Я в числе многих, многих других не мог сочувствовать полякам, завоевавшим русскую землю, не мог пожелать установления границ 72-го года или отдачи полякам Смоленска, который 400 лет назад, в точно такой же обстановке, защищал воевода Шеин от польских войск, явившихся также по русскому зову под стены города. Всей своей кровью я желал победы красным войскам. Какое противоречие... Я все еще был наполовину в призрачном состоянии, в бреду. Приспело новое испытание: апокалипсические времена русского голода. Россия вымирала. Кто был виноват? Не все ли равно - кто виноват, когда детские трупики сваливаются, как штабели дров у железнодорожных станций, когда едят человеческое мясо. Все, все мы, скопом, соборно, извечно виноваты. Но, разумеется, нашлись непримиримые; они сказали, - голод ужасен, но - с разбойниками, захватившими в России власть, мы не примиримся, - ни вагона хлеба в Россию, где этот вагон лишний день продлит власть большевиков! К счастью, таких было немного...
Наконец, третьим, чрезвычайным событием была перемена внутреннего, затем и внешнего курса русского, большевистского правительства, каковой курс утверждается бытом и законом.

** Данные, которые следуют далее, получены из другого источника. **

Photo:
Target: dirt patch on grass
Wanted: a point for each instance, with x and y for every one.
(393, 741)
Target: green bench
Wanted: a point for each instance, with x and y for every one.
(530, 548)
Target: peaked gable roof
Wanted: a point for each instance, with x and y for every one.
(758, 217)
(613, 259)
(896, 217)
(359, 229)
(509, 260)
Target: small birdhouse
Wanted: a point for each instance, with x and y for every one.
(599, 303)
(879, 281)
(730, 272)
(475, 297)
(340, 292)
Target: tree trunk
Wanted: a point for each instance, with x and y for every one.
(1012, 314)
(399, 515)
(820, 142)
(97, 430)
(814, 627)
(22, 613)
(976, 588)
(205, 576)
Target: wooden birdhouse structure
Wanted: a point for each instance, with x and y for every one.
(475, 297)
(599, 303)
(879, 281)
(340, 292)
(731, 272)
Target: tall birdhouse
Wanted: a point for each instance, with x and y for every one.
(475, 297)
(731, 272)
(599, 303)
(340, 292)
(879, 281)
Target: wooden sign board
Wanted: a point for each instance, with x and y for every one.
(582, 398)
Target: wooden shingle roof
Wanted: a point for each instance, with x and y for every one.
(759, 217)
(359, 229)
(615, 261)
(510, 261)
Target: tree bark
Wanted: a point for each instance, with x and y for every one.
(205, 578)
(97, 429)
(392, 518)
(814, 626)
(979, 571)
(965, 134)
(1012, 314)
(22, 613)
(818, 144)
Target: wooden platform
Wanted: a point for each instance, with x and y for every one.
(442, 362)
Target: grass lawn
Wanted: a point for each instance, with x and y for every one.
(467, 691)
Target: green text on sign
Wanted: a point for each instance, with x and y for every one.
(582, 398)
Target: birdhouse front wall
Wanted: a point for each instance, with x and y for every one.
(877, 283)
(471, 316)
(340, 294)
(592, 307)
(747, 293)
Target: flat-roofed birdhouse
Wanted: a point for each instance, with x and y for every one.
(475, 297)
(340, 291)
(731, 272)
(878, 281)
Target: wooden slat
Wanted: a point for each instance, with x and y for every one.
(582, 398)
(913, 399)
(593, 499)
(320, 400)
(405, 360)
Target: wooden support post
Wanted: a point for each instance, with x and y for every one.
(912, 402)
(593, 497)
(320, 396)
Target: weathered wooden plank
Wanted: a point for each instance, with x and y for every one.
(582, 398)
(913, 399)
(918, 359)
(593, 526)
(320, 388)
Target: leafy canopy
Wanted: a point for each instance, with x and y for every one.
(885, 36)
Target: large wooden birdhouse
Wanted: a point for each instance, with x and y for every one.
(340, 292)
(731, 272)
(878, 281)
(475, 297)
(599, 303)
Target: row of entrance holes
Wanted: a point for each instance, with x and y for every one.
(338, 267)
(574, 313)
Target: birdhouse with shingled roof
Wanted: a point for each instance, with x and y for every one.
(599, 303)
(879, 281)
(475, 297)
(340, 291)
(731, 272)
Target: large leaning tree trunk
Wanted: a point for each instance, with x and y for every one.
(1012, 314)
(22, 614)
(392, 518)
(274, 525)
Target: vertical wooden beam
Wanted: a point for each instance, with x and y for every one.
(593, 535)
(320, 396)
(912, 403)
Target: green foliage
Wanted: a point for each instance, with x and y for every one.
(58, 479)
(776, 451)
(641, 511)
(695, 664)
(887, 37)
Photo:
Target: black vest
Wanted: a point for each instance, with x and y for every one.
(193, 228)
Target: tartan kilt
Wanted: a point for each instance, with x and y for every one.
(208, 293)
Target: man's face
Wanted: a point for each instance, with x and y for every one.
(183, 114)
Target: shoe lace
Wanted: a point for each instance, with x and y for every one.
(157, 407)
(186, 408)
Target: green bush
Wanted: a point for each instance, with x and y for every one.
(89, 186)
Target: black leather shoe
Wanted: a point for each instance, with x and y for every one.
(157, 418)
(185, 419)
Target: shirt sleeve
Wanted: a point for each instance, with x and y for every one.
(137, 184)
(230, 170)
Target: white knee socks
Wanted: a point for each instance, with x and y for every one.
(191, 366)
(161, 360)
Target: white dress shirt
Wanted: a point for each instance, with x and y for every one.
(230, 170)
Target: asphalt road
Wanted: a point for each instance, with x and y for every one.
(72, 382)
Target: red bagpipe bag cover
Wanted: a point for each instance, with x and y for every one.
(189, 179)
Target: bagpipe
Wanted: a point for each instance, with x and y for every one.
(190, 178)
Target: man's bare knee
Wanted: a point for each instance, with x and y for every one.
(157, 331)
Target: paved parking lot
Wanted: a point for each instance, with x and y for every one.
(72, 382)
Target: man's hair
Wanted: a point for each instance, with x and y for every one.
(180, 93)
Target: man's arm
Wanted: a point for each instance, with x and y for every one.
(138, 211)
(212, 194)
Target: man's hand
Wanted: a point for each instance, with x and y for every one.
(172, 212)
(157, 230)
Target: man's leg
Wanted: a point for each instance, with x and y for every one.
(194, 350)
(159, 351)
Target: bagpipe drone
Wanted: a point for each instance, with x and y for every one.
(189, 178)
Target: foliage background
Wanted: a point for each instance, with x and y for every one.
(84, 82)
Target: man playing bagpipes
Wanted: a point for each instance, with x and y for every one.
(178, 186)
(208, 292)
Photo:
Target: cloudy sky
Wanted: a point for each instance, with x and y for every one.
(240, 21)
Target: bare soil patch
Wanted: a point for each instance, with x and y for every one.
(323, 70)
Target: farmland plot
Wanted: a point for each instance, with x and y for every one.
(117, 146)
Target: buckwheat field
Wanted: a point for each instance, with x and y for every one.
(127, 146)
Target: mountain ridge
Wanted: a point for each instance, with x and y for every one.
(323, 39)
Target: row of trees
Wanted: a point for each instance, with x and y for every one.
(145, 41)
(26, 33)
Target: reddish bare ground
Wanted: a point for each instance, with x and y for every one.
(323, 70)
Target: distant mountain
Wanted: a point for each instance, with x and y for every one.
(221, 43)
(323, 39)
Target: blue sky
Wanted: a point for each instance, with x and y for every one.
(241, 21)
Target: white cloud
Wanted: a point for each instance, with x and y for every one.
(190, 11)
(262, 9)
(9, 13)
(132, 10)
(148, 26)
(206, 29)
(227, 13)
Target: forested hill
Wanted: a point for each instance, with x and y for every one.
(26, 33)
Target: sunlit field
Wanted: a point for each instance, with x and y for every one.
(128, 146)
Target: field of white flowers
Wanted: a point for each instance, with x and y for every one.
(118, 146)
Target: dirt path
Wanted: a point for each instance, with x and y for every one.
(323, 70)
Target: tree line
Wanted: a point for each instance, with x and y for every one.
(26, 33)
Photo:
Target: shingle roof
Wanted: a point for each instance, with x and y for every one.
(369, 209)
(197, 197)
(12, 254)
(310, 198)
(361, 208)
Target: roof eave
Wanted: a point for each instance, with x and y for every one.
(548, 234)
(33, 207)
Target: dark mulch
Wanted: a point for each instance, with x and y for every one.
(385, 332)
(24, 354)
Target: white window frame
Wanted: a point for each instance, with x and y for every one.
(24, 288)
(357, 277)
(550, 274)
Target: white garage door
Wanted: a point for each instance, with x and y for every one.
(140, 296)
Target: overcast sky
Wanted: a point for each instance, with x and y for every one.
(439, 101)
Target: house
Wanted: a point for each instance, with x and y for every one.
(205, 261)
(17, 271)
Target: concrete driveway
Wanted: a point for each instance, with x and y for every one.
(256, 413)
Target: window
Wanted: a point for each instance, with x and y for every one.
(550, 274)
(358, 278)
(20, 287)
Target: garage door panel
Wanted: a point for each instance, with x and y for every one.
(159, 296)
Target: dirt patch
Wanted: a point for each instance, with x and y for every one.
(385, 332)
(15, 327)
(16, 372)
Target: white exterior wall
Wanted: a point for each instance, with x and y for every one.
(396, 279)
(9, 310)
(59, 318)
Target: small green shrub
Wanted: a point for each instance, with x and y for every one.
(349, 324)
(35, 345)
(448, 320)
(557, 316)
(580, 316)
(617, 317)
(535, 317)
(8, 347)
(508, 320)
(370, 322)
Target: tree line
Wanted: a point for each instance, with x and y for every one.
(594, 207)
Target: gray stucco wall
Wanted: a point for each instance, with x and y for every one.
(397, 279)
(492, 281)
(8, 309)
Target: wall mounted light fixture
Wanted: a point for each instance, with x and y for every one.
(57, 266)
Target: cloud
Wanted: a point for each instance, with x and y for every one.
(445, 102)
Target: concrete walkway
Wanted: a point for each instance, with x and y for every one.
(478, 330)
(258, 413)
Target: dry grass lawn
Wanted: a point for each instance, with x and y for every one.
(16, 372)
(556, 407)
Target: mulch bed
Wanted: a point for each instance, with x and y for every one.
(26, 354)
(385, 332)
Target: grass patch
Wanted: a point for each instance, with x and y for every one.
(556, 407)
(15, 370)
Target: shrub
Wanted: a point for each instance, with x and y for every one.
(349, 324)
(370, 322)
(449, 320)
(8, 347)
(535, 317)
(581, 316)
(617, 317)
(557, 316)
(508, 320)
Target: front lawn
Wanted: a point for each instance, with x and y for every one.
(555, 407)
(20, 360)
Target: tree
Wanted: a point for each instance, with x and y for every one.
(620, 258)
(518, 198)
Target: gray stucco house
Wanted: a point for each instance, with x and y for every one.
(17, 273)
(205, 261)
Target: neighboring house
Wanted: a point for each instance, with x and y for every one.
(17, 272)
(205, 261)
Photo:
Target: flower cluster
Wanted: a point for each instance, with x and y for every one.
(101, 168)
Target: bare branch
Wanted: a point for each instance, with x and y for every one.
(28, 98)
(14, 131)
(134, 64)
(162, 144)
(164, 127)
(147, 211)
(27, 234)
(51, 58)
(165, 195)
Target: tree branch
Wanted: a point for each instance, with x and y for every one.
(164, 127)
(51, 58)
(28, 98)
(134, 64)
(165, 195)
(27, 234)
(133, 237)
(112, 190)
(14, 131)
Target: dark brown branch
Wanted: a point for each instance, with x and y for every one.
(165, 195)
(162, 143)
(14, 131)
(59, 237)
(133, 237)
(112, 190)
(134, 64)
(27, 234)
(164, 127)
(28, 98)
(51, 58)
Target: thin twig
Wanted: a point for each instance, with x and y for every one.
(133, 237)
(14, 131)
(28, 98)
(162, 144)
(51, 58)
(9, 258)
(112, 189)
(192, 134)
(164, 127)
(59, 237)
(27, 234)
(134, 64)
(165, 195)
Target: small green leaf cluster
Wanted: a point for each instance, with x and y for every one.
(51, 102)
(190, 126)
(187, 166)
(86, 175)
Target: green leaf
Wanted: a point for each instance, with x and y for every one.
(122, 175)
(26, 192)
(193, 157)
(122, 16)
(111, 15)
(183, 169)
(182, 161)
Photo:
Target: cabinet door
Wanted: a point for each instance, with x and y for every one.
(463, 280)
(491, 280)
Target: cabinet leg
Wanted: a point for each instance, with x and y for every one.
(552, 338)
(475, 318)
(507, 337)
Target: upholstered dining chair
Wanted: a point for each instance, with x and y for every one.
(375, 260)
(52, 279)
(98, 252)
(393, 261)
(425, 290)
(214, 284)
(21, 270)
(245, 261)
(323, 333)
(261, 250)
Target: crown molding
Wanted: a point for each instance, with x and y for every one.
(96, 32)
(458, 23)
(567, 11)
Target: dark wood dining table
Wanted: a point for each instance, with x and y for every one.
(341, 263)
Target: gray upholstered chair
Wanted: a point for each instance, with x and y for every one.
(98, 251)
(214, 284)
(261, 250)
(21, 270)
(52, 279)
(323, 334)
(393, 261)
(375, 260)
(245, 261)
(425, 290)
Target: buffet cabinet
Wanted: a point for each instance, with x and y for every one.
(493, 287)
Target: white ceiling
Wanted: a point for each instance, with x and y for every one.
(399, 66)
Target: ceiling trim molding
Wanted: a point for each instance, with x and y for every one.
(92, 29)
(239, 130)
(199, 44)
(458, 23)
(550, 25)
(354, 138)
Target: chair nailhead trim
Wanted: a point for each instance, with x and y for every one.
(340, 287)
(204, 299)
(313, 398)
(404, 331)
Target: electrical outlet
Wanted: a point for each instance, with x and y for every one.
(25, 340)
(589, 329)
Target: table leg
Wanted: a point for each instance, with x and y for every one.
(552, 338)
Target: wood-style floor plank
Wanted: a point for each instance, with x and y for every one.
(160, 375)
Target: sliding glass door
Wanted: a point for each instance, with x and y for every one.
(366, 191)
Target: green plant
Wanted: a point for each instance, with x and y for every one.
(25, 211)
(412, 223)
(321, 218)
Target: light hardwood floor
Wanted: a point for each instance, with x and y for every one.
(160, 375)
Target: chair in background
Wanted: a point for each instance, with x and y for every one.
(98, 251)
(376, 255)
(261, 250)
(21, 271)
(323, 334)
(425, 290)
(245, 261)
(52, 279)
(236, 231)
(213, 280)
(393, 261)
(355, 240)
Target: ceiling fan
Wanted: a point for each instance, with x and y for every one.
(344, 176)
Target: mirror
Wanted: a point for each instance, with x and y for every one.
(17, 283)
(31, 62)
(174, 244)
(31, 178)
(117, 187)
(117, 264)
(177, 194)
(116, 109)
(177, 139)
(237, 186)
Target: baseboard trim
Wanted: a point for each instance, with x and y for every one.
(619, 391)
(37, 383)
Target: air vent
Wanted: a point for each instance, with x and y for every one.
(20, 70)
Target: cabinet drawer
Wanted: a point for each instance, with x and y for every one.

Каждому русскому, приезжающему с запада на восток, - в Берлин, - становится ясно еще и нижеследующее:
Представление о России, как о какой-то опустевшей, покрытой могилами, вымершей равнине, где сидят гнездами разбойники-большевики, фантастическое это представление сменяется понемногу более близким к действительности. Россия не вся вымерла и не пропала, 150 миллионов живет на ее равнинах, живет, конечно, плохо, голодно, вшиво, но, несмотря на тяжкую жизнь и голод, - не желает все же ни нашествия иностранцев, ни отдачи Смоленска, ни собственной смерти и гибели. Население России совершенно не желает считаться с тем, угодна или не угодна его линия поведения у себя в России тем или иным политическим группам, живущим вне России.